The principal mines of the area in the early 1880s were the Queen of the Hills, Moulton, Ingersoll, Mountain Chief, Benton group and Florence.
In 1891 a branch line of the Montana Central Railroad reached Neihart renewing growth in the nearly decade-old camp. Unlike many mining towns that lasted only a few years or decades, Neihart persisted as a mining center until World War II. The railroad branch line operated until 1945.
Neihart survived into the 1900's as a silver producer, but it was Zinc that helped the town survive fluctuations in the silver markets. Demand for zinc skyrocketed during the World Wars, providing much needed stimulus of Neihart's mines.
Neihart's fifty-plus mines produced over $15 million in silver and other minerals between 1881 and 1945.
Neihart in the News
Happenings in Neihart have been documented to some degree in historical newspapers. Here are a few articles that illustrate key events in the town:
April 25, 1896: News was received here this morning to the effect that at midnight last night the powder magazine belonging to the Broadwater group of mines near Neihart exploded.

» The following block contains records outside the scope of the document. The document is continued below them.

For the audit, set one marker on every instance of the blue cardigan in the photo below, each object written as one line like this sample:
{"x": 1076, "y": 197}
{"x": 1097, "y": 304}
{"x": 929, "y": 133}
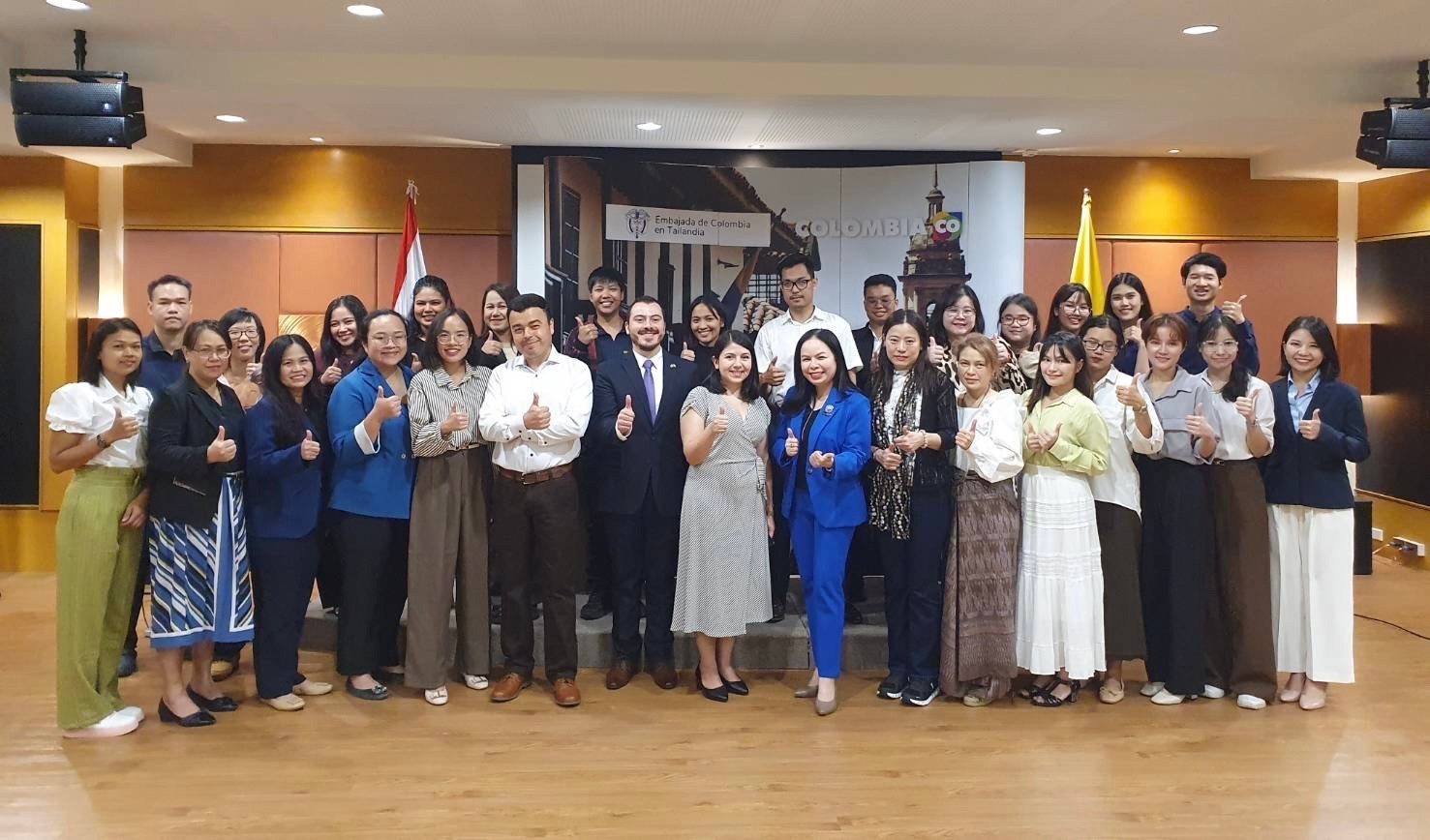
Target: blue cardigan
{"x": 1313, "y": 471}
{"x": 380, "y": 483}
{"x": 844, "y": 428}
{"x": 284, "y": 495}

Seven men were killed and sixteen wounded many of them seriously
Feb 7, 1894: The mines of Neihart, Montana, the greatest silver camp in that state have resumed operations and are employing more men than ever before . Neihart anticipates a prosperous season, if no further decline in silver takes place. The Cripple Creek Morning Journal estimates that the shipments of smelting ore from the camp have averaged 140 tons per day during January, and thinks the mills are handling 300 tons additional every twenty-four hours.